If a browser operation exceeds 300 seconds, the crawl fails with a TimeoutError instead of hanging forever. This protects against:
- Browser subprocess hangs
- Network stalls
- Infinite CF challenge loops
- Cross-thread asyncio deadlocks
Typical operation times:
- CF verification: 10-60 seconds
- Page load: 5-30 seconds
- Cookie refresh: 10-30 seconds
If you consistently hit the 300s timeout, investigate:
- Network connectivity issues
- Site blocking your IP/region
- Browser/Chrome subprocess problems
- System resource constraints (CPU/memory)
Troubleshooting
Crawl Hangs at “Getting/refreshing CF cookies”
Symptoms: Browser opens but never navigates.
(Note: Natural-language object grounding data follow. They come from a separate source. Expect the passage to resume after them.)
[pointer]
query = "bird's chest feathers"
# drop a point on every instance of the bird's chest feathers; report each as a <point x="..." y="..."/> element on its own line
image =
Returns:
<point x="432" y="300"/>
Logs show “Getting/refreshing CF cookies” but no progress.
Possible causes:
- Asyncio event loop mismatch (fixed in latest version)
- Browser subprocess issues - Chrome/nodriver incompatible with thread-based event loop
- Display/X11 issues on Linux servers
- Network/firewall blocking browser traffic
Solutions:
Update to latest version
Ensure you’re on latest version with timeout fix
Verify browser opens
Check browser actually opens (not headless failing)
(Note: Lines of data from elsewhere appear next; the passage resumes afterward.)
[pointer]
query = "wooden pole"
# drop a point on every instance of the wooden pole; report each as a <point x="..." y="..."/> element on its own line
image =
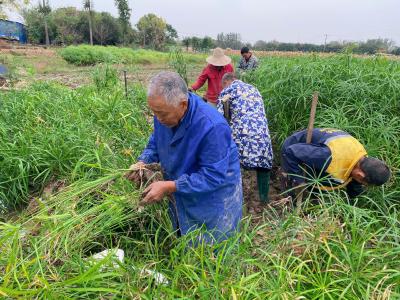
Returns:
<point x="310" y="129"/>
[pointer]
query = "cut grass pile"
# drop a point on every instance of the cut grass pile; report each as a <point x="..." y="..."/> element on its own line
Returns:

Check display (Linux servers)
Verify Xvfb is installed: sudo apt-get install xvfb
Test with inspector
Test with --browser flag on inspector first:./scrapai inspect https://example.com --project proj --browser
Check system resources
Verify CPU, memory, and disk space availability
Works on One Machine But Not Another
Environmental factors affecting browser subprocesses:
- Python/asyncio version differences
- Display environment (X11 vs Wayland vs headless)
- Chrome/Chromium version and availability
- System resources and timing (race conditions)
- Network conditions (DNS, latency, firewalls)
- Security software interfering with browser
Debugging steps:
Test inspector on both machines
./scrapai inspect https://example.com --project proj --browser
Check Chrome installation
Verify display (Linux)
echo $DISPLAY # Should show :99 with Xvfb
Review logs for errors
Check logs for specific error messages
Try different strategy
Switch between hybrid and browser_only modes
Diagnosing via Logs
Hybrid mode indicators:
Cached N cookies (cf_clearance: ...)
// Cookies working properly
Browser-only mode indicators:
Cloudflare verified successfully
Opened persistent browser
Closed browser
// Normal lifecycle
Title Contamination
If extracted titles show wrong text (e.g., “Related Articles” instead of actual title), set CF_WAIT_SELECTOR to the main title element.
{
"settings": {
"CF_WAIT_SELECTOR": "h1.article-title"
}
}
This captures HTML before related content loads, preventing contamination.